When I think of sauropod dinosaurs, the first images to come to mind are of the “classic” sort; relatively smooth-skinned, elephantine beasts whose tails are so long that they almost appear to be out of sight, moving in a small group through near a woodland (Mark Hallett’s “The Long March” being one of my favorites). Indeed, sometimes it’s easy to forget that all those behemoths started out as surprisingly small babies, and some of those babies may have had an armor coating. It’s been known for some time now that some sauropod dinosaurs had bony osteoderms covering their bodies, although the bony fixtures seem to be far too small and too far apart to have acted as an effective defense against predators. Saltasaurus is one of the better known titanosaurs to posses scutes, and although it is sometimes depicted as having a turtle-like shell, there doesn’t seem to be anything to corroborate this. Nevertheless, the osteoderms may have provided some protection for the dinosaur, not when fully grown, but as a baby.

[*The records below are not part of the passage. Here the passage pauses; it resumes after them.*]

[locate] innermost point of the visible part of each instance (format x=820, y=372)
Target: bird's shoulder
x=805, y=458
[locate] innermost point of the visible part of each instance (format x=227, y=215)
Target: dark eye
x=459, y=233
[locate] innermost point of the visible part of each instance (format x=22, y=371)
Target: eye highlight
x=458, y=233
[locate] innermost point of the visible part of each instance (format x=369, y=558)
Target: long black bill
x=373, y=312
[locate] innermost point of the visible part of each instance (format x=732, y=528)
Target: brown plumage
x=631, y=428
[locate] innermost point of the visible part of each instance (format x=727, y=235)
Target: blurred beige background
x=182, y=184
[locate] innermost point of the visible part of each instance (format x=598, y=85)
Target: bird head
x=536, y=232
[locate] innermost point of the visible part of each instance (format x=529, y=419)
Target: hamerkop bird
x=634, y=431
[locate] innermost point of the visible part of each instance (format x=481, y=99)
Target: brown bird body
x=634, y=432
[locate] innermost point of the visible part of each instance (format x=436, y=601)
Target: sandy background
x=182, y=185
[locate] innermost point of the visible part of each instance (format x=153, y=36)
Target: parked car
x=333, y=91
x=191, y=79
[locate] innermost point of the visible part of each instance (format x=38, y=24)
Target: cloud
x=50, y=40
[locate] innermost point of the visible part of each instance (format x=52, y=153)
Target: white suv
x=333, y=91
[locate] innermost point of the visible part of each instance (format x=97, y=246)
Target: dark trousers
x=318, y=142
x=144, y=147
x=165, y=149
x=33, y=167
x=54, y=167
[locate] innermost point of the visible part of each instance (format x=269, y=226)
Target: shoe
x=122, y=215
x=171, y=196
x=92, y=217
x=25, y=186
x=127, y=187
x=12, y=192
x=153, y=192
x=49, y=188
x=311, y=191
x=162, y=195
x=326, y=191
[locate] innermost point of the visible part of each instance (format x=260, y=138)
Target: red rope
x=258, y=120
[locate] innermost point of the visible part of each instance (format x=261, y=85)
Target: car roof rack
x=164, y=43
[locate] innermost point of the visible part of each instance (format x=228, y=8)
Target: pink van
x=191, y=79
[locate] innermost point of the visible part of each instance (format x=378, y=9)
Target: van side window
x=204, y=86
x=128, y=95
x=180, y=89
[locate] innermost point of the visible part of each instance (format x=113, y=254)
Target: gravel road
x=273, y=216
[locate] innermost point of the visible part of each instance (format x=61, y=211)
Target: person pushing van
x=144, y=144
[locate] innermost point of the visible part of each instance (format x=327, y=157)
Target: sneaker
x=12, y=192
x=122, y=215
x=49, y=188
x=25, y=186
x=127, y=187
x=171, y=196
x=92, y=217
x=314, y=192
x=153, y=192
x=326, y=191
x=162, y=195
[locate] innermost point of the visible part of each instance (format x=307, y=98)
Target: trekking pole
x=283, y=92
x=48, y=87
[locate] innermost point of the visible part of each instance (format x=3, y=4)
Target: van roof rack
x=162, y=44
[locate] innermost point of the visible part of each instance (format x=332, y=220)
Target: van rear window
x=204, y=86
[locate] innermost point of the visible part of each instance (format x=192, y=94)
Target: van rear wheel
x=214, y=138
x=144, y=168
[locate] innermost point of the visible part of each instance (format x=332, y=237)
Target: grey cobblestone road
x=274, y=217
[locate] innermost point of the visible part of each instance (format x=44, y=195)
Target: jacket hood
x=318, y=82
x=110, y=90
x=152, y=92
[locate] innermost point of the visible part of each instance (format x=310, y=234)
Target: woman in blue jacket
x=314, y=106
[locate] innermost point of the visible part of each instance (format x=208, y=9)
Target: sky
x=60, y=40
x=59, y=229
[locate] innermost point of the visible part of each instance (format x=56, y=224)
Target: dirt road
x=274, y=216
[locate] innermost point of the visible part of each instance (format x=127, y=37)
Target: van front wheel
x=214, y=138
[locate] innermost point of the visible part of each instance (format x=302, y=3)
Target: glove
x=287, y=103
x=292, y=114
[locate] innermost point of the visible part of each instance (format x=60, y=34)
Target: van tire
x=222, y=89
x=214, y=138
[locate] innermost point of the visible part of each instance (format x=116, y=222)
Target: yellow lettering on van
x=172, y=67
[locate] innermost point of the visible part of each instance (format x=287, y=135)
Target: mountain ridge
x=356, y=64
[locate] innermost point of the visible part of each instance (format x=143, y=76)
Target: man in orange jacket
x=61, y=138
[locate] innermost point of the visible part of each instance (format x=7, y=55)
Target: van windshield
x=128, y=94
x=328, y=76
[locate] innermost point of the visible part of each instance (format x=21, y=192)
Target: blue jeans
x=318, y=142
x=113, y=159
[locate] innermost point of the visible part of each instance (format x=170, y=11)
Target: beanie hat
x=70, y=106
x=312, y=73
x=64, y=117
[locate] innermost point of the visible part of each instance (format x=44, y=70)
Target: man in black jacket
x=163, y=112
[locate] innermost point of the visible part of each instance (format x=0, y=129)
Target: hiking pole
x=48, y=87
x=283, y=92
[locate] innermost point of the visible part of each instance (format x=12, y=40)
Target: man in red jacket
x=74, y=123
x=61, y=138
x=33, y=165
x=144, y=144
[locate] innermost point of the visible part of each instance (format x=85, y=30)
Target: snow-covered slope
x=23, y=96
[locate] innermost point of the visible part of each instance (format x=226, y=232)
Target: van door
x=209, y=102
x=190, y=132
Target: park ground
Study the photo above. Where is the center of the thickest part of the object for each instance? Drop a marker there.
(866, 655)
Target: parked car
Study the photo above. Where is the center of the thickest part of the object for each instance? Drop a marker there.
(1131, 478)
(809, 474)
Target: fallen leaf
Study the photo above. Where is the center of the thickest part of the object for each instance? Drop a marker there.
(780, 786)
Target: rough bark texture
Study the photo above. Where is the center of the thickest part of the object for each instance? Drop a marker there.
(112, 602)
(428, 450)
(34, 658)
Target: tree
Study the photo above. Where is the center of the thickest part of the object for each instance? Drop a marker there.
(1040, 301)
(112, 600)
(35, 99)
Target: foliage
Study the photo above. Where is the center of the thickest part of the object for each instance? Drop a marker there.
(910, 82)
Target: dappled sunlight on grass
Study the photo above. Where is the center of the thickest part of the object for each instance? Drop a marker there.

Although it appears in a journal that does not require peer review (Nature Precedings), a new paper (although it’s really more of an abstract) entitled “Functional aspects of titanosaur osteoderms” by Thiago da Silva Marinho suggests that the growth patterns of titanosaurs might have something to do with the function of the osteoderms. Given that some titanosaur embryos seem to show “tuberosities” on the skin in a row along the back and “rossettes” of a larger tuberosity with smaller ones surrounding it. While these are not the actual osteoderms, they seem to be the place where the osteoderms would be developing (the stage of development in which the embryo was fossilized probably makes a difference here), and if this trend continued it would seem that some newborn titanosaurs would have a set of bony scutes along their back. As they grew up, the scutes would move further and further apart, having little function. If given enough evolutionary time, I wonder if such patterns could have led to more armored sauropods, although there is obviously no way to prove such a pattern now.
In any case, it seems that Marinho has recognized a real pattern, but what use the scutes were is still open to hypothesis. The paper states that such armor would have been of use against small predators, but the neck and underside of the young would still seem to be relatively vulnerable to attack. Perhaps the osteoderm pattern was a response to insects or parasites, discouraging pests from attacking/attaching themselves to the young dinosaurs (when pest, parasites, and biting insects could have possibly been more of a danger). Regardless of the cause, something seems to have selected to protect the dorsal surface of these young dinosaurs, and hopefully more careful study on the subject will be undertaken.